- Interactive map of Naitasiri Province
- Country: Fiji
- Division: Central Division

Area
- • Total: 1,666 km^{2} (643 sq mi)

Population (2017)
- • Total: 177,771
- • Density: 106.7/km^{2} (276.4/sq mi)

= Naitasiri Province =

Province of Fiji

Naitasiri is one of the 14 provinces of Fiji and one of eight located on Viti Levu, Fiji's largest island. It is located in Central Division.

==Geography and infrastructure==
Naitasiri covers an area of 1666 km2, and occupies the area mostly to the north of Suva, the capital. Its boundaries stretch across Viti Levu in a southeast to northwest direction from Laucala Bay on the Suva Peninsula to beneath Mt Tomanivi, Fiji's highest mountain on the Nadrau Plateau ("Mai na toba ko Laucala ki na ruku i Tomanivi" in Fijian).

Naitasiri's natural resources include the Medrausucu mountain ranges, vast indigenous forests, five river systems and fertile agricultural land. The Monasavu Dam sits astride its Wainimala headwaters and Nadrau plateau.

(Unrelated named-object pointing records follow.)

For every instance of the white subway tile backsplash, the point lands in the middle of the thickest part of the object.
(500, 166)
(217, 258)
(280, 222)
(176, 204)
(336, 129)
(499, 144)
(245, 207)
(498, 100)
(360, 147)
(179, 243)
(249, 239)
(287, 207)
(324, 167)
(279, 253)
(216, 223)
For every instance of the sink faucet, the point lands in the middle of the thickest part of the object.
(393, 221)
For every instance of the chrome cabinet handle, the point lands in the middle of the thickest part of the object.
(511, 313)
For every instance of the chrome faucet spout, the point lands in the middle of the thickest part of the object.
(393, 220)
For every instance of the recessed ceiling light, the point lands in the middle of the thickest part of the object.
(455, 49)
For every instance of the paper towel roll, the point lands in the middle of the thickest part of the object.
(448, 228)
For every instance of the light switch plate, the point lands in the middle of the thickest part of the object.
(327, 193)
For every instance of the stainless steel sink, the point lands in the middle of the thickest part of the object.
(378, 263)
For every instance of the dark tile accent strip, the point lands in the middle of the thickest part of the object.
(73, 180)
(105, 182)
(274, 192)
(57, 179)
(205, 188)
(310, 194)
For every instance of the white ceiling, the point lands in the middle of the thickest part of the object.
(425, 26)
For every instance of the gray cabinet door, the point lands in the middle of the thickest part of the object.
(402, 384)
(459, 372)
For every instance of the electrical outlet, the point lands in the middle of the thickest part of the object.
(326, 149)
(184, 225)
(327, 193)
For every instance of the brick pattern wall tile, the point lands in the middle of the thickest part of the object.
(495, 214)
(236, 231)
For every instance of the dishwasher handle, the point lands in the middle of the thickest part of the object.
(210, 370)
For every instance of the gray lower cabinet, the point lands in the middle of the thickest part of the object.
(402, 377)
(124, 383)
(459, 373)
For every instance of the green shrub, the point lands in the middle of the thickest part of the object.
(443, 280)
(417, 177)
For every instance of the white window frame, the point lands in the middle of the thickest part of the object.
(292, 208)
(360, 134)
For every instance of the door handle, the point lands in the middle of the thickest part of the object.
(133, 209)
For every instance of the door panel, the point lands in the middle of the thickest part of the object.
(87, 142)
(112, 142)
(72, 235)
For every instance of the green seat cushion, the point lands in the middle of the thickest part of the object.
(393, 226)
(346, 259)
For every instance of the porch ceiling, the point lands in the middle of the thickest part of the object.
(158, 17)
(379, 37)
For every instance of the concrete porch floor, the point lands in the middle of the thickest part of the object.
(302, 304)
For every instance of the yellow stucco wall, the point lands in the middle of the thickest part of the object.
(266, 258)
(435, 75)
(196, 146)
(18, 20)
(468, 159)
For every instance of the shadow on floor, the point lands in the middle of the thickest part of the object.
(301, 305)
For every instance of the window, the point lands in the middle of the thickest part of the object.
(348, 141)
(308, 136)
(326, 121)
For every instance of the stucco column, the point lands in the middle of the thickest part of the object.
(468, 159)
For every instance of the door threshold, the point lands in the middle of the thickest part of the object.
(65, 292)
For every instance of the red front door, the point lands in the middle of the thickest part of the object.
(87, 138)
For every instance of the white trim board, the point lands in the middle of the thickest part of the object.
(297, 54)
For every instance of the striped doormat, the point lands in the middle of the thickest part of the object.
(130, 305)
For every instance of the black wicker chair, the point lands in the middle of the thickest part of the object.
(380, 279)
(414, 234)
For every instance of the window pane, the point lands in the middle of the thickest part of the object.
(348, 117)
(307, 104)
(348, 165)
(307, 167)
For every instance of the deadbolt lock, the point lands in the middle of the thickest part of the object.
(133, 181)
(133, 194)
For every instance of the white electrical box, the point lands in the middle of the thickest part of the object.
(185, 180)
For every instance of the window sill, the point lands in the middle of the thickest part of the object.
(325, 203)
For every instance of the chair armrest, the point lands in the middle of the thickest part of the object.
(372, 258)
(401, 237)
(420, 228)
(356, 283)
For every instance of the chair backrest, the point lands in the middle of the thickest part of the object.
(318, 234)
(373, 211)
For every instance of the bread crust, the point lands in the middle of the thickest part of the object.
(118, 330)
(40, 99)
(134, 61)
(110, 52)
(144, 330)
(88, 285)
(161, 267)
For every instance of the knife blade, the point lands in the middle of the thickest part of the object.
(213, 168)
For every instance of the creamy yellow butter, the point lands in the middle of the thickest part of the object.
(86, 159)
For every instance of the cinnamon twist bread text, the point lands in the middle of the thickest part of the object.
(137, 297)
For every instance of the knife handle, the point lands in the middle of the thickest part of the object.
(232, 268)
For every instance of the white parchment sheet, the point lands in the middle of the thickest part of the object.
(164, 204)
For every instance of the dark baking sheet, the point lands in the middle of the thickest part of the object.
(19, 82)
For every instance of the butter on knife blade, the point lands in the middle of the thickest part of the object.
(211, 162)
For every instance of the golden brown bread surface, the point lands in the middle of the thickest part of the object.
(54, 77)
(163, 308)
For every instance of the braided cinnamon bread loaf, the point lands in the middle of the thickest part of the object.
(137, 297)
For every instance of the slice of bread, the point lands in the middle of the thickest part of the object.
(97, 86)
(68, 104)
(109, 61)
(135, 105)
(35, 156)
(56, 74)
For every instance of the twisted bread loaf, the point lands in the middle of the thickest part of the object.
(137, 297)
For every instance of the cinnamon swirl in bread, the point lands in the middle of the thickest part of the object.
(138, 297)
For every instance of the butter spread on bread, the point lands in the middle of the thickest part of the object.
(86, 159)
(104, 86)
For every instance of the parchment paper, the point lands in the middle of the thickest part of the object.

Prior to roads being built, the five rivers that flow through the province, the Wainibuka, Wainimala, Waidina, Waimanu and the Rewa were the main avenues of travel and communications. Hence many villages in the province were situated along rivers. Public infrastructure works since the 1960s include the Sawani-Serea road, the Naqali-Namosi road, a new bridge and hospital at Vunidawa, roadworks and sealing of the main Sawani to Naluwai road, bridge constructions at Navuso across the Waimanu River and Naqali across the Waidina River. The Suva to Monasavu road opened much of the Wainimala hinterland in the late 1970s. The construction of the Vunidawa bridge has also opened up the Matailobau District hinterland since 2000.

== Economy ==

The Colonial Sugar Refining Company built a sugar mill at Viria, Lomaivuna where it crushed from 1886 to 1895. It was closed because it was too small to be viable and the land was taken over by white planters and graziers. Until the 1960s the province was the centre of the banana export industry centred on Lomaivuna, Waidina and Wainimala. Dairy farming and market and export produce farming i.e. ginger and dalo drive the economy from areas such as Waibau Waidruso, Lomaivuna, Vunidawa, Muaniweni, Baulevu and Waila. The Rewa Dairy Co Ltd has a Chilling Station at Naluwai. Indigenous timber logging has increased with the construction of feeder road networks since 2000. The successful Lutu village produce export enterprise and the Province's business arm, the Voko Fish Ltd have pride of place in Indigenous business nationally.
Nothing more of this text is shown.